The Sidekicks
Page 14
‘Open up, you fuck.’ Scott Harley, such a charmer.
Isaac sighs. ‘I’m glad we waited,’ he says.
‘I am so happy for us.’ He does not detect the sarcasm.
He walks the way we came.
I watch the back door. I estimate the time it would take to clear the distance. I calculate the risk of being caught before I have escaped.
EXT. ISAAC’S HOUSE – MORNING
I stand flush against the side of the house. My heart races.
Isaac’s voice carries through the open kitchen window. ‘You’ll never guess who’s drinking with us.’ He notices I am gone. ‘Miles?’
‘Miles is here?’
‘Miles was here.’
‘The wet blanket? Here? Nah.’
‘I’m serious.’
He will realise I left via the back door. When he does, I am ready to run as fast as my jeans will allow.
‘Dude, you’re wrecked,’ Harley says.
‘No, he was . . . He went shopping. The groceries were right there.’

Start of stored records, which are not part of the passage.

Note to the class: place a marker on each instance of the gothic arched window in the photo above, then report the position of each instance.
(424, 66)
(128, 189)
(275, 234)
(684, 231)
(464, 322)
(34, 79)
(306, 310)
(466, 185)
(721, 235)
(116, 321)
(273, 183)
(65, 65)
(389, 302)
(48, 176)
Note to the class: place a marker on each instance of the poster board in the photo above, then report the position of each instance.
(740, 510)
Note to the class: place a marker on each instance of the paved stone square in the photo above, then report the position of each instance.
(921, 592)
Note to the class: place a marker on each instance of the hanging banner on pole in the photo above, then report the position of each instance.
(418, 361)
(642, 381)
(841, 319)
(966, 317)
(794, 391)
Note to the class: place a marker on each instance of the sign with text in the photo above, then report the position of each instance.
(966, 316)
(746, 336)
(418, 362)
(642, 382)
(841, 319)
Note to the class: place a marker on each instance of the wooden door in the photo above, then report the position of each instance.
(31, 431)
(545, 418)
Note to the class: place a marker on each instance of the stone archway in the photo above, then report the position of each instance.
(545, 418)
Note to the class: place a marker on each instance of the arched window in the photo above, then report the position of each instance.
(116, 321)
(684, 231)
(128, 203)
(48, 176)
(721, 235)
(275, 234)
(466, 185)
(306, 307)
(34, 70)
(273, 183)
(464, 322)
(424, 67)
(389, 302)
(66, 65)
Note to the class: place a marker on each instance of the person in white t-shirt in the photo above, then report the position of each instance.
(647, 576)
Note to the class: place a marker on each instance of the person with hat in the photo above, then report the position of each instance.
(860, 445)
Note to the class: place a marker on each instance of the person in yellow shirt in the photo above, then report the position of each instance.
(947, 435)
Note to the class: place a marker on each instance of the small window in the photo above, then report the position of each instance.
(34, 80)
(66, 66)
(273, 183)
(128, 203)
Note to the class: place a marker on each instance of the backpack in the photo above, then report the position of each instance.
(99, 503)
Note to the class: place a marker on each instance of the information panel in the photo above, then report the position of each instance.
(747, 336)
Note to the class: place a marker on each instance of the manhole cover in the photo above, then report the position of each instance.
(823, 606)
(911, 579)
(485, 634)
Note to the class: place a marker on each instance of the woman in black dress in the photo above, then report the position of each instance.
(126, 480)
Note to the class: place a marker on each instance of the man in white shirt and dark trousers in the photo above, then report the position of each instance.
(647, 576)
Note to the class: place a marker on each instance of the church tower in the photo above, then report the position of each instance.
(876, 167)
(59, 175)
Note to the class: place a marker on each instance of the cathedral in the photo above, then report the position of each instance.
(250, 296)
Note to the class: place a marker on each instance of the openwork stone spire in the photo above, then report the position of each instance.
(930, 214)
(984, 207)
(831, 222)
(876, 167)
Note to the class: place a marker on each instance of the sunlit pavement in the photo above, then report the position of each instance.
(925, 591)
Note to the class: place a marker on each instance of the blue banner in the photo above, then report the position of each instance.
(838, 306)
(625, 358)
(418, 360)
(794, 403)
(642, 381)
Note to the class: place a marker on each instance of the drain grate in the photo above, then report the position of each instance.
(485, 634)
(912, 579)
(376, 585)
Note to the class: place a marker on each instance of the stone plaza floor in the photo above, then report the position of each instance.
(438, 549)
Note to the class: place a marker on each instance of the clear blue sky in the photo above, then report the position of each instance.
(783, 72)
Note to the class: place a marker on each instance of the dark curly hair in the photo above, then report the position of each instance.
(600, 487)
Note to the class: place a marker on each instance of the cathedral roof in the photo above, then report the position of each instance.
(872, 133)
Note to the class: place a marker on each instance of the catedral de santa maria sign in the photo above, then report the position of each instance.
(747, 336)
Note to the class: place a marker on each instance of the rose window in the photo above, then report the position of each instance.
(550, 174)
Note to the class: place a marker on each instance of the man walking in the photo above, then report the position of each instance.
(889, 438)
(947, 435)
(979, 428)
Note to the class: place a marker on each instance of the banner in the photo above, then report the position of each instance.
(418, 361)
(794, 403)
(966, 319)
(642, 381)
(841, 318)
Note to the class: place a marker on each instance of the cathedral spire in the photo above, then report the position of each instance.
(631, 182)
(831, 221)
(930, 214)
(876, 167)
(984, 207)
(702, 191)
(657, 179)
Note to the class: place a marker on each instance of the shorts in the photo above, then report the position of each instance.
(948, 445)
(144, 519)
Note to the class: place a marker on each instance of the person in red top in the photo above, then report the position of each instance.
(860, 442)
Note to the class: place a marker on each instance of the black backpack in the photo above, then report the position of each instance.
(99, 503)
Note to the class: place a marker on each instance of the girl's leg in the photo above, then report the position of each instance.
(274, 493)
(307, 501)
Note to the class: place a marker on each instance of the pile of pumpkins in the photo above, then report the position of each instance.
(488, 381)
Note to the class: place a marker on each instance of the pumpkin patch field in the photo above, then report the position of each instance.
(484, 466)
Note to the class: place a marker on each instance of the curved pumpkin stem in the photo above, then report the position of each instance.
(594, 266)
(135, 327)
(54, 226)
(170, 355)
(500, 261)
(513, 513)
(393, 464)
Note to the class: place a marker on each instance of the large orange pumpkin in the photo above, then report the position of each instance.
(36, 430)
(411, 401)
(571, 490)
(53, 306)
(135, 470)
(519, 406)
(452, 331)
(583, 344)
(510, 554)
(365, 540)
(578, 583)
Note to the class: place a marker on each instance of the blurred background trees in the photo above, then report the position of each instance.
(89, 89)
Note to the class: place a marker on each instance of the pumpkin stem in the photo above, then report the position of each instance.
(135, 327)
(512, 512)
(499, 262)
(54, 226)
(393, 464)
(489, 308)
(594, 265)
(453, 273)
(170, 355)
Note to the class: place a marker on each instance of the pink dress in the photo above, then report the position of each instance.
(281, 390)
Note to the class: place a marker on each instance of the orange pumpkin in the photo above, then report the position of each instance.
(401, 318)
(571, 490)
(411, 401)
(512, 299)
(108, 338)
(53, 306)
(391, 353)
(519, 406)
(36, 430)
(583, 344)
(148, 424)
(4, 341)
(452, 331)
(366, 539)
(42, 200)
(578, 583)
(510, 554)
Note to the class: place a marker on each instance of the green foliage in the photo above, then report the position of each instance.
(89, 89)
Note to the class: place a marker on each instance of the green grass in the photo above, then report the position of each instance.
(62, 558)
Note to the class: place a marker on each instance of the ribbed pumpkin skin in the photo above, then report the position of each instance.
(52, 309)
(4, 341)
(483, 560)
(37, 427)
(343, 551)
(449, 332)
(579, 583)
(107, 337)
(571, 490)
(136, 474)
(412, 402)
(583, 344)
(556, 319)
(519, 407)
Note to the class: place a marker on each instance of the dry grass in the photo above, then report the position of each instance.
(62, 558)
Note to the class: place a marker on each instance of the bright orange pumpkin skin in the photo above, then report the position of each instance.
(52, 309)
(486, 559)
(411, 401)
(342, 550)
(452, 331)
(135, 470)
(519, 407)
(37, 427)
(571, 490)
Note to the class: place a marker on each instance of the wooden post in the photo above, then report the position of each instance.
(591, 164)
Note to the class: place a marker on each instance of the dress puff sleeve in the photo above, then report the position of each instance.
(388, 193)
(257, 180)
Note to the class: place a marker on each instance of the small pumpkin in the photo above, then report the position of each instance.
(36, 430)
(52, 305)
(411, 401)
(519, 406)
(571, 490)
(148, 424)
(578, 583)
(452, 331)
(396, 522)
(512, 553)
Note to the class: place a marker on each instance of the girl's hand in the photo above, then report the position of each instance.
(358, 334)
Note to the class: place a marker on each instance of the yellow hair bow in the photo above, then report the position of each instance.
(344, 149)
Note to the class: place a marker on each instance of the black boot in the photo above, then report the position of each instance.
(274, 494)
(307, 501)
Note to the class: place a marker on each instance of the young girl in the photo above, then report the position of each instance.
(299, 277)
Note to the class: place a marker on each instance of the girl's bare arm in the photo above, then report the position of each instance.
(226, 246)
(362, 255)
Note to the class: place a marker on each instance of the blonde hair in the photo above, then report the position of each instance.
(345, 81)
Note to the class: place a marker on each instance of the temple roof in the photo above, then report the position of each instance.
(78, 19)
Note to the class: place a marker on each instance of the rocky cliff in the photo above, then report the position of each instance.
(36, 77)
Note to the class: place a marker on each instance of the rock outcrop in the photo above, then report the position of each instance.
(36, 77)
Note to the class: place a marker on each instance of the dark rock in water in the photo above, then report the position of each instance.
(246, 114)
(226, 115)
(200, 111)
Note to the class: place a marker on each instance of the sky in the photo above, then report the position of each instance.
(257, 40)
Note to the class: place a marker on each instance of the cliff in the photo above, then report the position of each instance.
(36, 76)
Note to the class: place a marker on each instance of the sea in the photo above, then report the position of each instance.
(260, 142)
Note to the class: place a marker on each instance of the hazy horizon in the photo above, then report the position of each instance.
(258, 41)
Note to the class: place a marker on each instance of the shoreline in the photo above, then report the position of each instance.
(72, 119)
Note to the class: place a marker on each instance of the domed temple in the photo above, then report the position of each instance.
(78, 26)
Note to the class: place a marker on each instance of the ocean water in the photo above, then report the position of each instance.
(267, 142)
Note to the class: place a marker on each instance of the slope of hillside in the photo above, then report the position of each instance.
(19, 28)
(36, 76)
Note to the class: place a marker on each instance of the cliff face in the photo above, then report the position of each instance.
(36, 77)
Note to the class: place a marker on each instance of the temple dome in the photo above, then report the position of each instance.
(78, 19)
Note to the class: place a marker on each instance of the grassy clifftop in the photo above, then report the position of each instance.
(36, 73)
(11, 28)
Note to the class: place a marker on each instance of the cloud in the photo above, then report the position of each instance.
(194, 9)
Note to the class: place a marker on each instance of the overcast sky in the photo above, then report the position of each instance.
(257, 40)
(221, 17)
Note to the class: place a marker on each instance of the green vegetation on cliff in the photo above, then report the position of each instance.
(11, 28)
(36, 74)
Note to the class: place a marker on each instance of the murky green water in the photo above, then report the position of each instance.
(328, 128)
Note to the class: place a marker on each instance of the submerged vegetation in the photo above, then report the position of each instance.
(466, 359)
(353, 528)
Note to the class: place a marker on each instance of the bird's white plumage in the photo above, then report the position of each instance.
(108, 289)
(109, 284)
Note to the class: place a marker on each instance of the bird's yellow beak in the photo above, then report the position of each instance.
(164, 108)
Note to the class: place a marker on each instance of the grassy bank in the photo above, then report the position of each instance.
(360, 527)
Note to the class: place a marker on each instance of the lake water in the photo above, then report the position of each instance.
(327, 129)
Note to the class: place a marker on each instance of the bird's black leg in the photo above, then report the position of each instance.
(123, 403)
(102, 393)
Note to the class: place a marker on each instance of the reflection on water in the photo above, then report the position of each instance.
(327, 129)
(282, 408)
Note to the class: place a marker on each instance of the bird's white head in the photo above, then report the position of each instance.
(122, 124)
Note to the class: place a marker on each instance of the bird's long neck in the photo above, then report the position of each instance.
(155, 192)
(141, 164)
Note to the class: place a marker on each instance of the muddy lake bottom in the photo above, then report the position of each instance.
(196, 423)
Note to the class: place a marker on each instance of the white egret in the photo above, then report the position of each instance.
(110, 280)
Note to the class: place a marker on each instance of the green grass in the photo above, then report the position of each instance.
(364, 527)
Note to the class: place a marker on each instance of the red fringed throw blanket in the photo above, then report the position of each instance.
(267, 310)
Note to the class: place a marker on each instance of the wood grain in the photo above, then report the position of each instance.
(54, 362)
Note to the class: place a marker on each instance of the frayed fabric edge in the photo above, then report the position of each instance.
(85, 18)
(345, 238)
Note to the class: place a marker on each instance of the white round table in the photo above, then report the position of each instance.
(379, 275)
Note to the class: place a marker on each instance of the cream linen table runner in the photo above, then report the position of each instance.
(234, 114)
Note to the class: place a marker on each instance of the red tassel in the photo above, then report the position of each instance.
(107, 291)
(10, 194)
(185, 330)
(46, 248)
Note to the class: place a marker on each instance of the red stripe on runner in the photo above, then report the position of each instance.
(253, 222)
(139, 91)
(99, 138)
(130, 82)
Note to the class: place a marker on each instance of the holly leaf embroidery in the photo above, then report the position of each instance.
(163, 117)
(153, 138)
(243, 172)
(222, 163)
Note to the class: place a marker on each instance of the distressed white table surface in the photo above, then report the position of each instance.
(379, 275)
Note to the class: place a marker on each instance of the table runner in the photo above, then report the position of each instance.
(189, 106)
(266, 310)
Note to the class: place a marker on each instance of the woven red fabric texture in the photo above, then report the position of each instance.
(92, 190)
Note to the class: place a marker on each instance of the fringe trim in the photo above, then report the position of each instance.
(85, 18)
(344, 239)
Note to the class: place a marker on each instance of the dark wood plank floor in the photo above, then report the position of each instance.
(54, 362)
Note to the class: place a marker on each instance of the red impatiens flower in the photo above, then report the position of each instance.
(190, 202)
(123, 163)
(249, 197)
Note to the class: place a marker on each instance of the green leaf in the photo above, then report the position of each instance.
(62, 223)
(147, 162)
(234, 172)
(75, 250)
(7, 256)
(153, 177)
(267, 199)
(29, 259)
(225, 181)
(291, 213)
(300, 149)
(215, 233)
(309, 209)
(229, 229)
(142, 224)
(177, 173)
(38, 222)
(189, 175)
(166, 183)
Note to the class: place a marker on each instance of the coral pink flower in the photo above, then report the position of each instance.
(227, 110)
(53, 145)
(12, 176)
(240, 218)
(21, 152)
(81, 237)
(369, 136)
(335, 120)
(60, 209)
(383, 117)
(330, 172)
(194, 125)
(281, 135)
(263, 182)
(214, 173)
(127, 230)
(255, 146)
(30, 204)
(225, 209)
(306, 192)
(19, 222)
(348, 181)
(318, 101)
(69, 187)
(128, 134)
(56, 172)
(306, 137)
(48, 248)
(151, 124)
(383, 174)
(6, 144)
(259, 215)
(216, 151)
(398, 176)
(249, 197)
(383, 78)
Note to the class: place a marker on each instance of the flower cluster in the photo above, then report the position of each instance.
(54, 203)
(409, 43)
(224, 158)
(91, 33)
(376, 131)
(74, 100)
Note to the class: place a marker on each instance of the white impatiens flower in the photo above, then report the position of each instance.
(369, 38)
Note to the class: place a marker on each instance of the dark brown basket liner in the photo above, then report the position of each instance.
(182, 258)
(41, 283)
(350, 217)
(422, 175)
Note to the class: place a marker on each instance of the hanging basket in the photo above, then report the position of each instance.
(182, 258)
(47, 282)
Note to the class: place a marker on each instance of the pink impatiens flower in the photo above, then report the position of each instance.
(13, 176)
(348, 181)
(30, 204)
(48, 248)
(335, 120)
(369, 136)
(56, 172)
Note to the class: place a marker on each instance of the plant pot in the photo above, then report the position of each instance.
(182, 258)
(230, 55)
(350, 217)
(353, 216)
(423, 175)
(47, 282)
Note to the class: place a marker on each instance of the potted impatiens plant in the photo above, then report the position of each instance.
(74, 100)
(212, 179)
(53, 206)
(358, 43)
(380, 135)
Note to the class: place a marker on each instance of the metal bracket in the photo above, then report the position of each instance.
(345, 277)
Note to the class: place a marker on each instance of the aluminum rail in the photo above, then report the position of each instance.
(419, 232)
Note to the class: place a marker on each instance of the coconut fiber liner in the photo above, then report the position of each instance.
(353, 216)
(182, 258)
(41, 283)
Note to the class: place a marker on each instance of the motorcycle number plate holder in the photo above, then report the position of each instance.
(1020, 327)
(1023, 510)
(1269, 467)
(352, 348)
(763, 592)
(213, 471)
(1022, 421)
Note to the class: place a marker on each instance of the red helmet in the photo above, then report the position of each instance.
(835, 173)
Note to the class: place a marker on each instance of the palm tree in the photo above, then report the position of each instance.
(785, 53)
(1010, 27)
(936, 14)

A bag of groceries hangs from each hand.
‘Wrecked,’ Harley insists.
I flee.
INT. MILES’S BEDROOM – AFTERNOON
I sit forwards in my desk chair, and my eyes scan from margin to margin. I revise the document, searching for opportunities to add authenticity. Every essay Isaac and I sell starts as a Miles Cooper. This essay is meant to pass for a Brent Rodgers, so I simplify the verbs and split the infinitives.
We sell the best, but the best is relative.
I can hear the vacuum cleaner approaching. Eventually, Dad appears outside my door. He pulls the machine closer with a violent tug of the hose. He is surprised to see me at my desk.
‘When did you get in?’ he asks. He switches the vacuum off with his toe.
‘Not long ago.’
He lays the hose down carefully – Mum has warned him about the hardwood floors and he knows I am watching. ‘That was a short movie.’
‘The session was sold out.’
‘Ah.’ Dad nods slowly. His eyes drift to the shelves, overstuffed with books and everything that cannot go anywhere else. He takes up a statuette and turns it over in his hand. ‘How long are you going to keep these?’
There are four statuettes from last year, made to look as much like Oscars, without infringing on any copyright. I quite like having them there.
‘Who are they hurting?’ I ask.
‘They’re dust collectors.’ He replaces it and glances around the room. I can tell it is not as tidy as he would like.
‘Today,’ I tell him. ‘As soon as I finish my work.’
‘Good man.’
I look back at the document and posits sticks out like a sore thumb. I amend it to suggests, and then to says. Says is more Brent Rodgers. We have been selling essays for almost two years. It is this sort of attention to detail that has kept us from getting caught. Without it, I am certain we would have been hauled in to see Mrs Evans by now.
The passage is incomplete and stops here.